The cry “We wuz robbed!” is integral to sport and always will be. Cricket should abandon its pompously named “Decision Review System” – which involves tedious delays, compared by one sports writer to a mobile phone ringing repeatedly during Hamlet’s closing soliloquy – and get on with the game. Injustice cannot be eliminated. A batsman who narrowly fails to hit the ball, rather than edging it for a catch, didn’t skilfully contrive to miss it. He was beaten by the bowler. If he misses completely, he is less competent than the batsman who manages a thin contact. In that sense, an incorrect “not out” decision carries more justice than the correct one.
Only connect
My Apple iMac computer (of a 2005 vintage) recently gave up the ghost – it was “obsolete”, the repair people ruled. So I bought a new one. It came with a battery-powered wireless keyboard.
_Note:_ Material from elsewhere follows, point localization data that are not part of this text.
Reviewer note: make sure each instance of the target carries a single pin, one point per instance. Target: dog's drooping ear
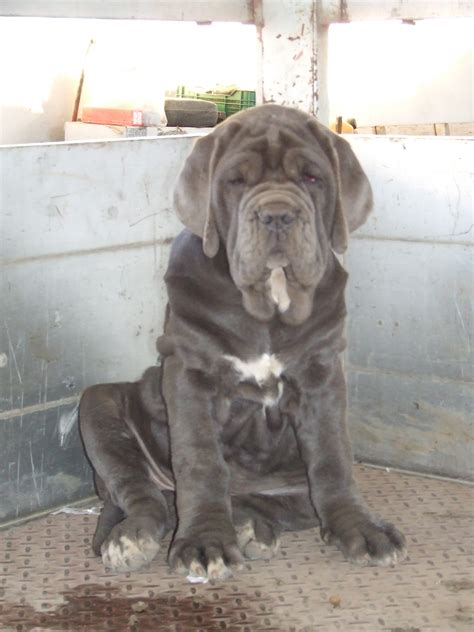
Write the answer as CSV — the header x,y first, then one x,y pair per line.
x,y
192,195
354,200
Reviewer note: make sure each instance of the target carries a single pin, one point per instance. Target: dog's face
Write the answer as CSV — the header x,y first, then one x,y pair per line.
x,y
279,191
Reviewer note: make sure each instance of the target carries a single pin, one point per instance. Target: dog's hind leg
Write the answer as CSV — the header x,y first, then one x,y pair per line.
x,y
109,517
116,430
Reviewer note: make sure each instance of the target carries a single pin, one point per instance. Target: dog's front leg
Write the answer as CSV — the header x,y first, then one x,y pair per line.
x,y
325,448
205,542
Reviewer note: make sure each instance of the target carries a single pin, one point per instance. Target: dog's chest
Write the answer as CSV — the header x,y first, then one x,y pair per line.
x,y
257,379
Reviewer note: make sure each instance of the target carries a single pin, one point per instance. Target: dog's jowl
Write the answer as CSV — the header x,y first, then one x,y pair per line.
x,y
241,433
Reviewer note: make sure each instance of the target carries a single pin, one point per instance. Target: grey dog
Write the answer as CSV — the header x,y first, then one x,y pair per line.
x,y
241,433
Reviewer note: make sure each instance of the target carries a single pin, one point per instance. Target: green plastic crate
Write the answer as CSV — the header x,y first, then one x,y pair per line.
x,y
227,103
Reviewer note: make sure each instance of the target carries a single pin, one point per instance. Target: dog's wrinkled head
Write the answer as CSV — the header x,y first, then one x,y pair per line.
x,y
279,191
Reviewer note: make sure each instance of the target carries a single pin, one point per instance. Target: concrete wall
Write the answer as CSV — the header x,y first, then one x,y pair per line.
x,y
393,73
84,242
133,60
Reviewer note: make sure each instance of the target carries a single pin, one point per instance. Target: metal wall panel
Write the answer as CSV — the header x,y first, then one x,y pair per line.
x,y
82,301
86,230
410,296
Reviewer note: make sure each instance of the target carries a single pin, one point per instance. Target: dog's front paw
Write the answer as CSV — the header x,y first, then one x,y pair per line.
x,y
132,544
257,540
363,539
210,553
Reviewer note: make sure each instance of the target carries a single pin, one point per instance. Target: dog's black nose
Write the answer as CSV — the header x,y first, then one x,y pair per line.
x,y
275,219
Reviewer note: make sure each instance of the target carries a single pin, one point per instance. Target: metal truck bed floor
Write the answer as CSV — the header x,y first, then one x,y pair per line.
x,y
50,579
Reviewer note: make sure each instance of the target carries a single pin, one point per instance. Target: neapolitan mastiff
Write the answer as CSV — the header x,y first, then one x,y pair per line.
x,y
241,433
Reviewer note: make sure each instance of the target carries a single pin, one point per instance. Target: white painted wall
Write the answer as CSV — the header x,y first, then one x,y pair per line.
x,y
393,73
42,60
380,73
Can anyone explain how this is an improvement? The computer continually tells me the batteries are running out, though they clearly are not, and the keyboard connection is lost if I hit the keys hard, as I am apt to do when writing about Tories.
When the batteries do run low, I shall have the trouble and expense of buying new ones. I am reminded of Hutber’s law, named after the late Patrick Hutber, an economics journalist: “Improvement means deterioration.”